News

Christopher Suprun Can't Fix Our Democracy

by Jon Hecht

Quick, name an elector in your state. There are at least three, even if you live in one of America's seven smallest states (or Washington D.C.), and as many as 55 if you live in California. If you can name one elector, chances are it's Christopher Suprun, a Texas Republican elector. In an op-ed in The New York Times Suprun announced he would not vote for Donald Trump, despite Trump having won Texas by 9 points. He wrote in the op-ed that, in accordance with a plan by activists, he will vote for Ohio Republican Governor John Kasich.

Some people who voted against Trump have praised Suprun's decision (while, of course, many Trump supporters have denounced it). For those who are shocked and afraid by Trump becoming president, electors following Suprun's lead seems like hope in the face of a potentially terrible presidency.

But while many of the things Suprun brings up against Trump — his lack of foreign policy experience, his demagoguery and denunciation of protest against him, and the high potential for corruption in Trump's administration considering the many reported concerns about potential business conflicts of interest — could certainly be worthy reasons to prevent Trump from becoming president, it's worth thinking about what it would mean for the Electoral College to choose the new president by rejecting what the voters of their specific states decided.

When people voted on Nov. 8, the ballots included the names of presidential candidates, even if they were technically voting for electors. Americans did not research the identities of electors in their states, trusting them to faithfully execute what their state decided when the electorate voted.

Alex Wong/Getty Images News/Getty Images

Suprun seems like a model American citizen — a first responder at 9/11, who now works as a paramedic in Dallas. But there's nothing to ensure that the 538 members of the Electoral College are exclusively the best of us, the ones in whom we must trust to decide our government. They are people whose power, in our modern elections, derives not from the people but from antiquated election rules that have remained in place even as political norms have changed. We know not whether these people are making their decisions for high-minded reasons, or for personal grudges, or if they've given any thought to it at all.

If the conscientious electors movement had their way and Kasich became president instead of Trump, it would mean that the president is someone who is not elected by the voters. Even if Kasich were a far better president than Trump, he'd be a change from what we've all assumed about the role of the president — that the president represents the will of the people.
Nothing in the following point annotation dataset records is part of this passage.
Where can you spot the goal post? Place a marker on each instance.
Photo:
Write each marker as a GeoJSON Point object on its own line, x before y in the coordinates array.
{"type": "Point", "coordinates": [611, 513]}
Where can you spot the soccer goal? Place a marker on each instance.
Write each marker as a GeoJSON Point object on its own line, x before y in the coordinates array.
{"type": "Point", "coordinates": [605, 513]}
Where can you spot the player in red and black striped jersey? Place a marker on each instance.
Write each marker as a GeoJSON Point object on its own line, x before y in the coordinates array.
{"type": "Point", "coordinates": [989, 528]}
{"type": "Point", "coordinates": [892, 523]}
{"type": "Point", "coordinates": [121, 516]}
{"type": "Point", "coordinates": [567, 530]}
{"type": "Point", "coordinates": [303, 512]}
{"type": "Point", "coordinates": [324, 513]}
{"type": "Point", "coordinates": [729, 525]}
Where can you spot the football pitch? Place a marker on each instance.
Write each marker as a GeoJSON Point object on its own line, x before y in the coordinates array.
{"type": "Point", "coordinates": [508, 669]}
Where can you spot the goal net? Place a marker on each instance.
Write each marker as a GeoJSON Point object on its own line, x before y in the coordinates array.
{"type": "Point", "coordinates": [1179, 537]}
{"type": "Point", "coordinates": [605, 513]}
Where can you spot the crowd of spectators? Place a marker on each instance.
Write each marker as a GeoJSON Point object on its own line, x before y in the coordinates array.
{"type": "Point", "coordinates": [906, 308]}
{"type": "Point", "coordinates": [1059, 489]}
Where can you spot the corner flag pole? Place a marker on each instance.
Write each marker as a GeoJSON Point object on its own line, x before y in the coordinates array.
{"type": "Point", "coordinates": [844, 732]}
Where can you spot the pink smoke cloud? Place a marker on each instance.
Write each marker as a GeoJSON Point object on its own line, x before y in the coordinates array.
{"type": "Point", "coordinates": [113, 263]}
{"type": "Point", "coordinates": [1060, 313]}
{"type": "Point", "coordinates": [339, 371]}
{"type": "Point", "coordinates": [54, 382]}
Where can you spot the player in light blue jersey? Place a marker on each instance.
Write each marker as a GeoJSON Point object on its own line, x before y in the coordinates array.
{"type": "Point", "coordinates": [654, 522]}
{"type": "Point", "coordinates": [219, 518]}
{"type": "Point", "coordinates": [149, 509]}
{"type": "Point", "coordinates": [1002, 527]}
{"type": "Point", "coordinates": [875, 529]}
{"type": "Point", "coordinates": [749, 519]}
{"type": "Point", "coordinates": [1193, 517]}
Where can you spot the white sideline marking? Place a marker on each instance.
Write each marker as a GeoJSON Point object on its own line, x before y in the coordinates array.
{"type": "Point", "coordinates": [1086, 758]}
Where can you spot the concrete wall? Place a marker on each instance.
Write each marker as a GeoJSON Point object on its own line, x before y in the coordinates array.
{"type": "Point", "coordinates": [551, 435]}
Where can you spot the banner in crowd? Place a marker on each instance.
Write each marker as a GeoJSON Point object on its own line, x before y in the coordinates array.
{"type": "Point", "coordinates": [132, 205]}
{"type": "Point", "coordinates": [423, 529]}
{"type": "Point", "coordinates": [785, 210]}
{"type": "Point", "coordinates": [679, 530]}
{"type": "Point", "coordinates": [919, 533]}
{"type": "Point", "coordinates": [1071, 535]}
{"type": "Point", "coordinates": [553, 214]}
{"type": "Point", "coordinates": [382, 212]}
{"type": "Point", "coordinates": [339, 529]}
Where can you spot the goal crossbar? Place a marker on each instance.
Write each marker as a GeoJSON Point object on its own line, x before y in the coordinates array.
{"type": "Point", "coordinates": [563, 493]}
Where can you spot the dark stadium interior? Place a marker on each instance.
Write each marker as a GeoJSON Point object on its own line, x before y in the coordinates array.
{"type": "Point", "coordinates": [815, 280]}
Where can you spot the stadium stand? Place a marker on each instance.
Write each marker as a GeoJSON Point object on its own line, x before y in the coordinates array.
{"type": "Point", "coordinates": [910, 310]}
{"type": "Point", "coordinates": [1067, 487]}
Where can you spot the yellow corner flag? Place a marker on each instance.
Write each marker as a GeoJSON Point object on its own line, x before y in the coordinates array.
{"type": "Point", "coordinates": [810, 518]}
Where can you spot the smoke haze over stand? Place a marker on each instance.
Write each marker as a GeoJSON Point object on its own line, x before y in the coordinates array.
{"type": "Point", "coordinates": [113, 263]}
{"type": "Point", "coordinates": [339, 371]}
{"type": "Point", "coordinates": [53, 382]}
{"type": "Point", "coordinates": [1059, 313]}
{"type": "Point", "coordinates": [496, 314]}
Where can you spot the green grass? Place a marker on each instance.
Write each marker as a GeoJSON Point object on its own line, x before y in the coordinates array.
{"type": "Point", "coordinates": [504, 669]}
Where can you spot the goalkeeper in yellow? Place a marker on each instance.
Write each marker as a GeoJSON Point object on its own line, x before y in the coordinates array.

Suprun's op-ed is a powerful statement. And the possibility of more electors voting against Trump than ever before would be a powerful protest and sign that Trump does not represent a normal continuation of American politics. But I still want to believe in American democracy, that the president should be chosen by the people, even if the people make bad choices. While I feel the Electoral College uses a pretty roundabout way of letting the people choose presidents (Hillary Clinton's 2.5 million popular vote lead certainly suggests so), encouraging electors to go rogue is not a long-term or appropriate fix for our democracy.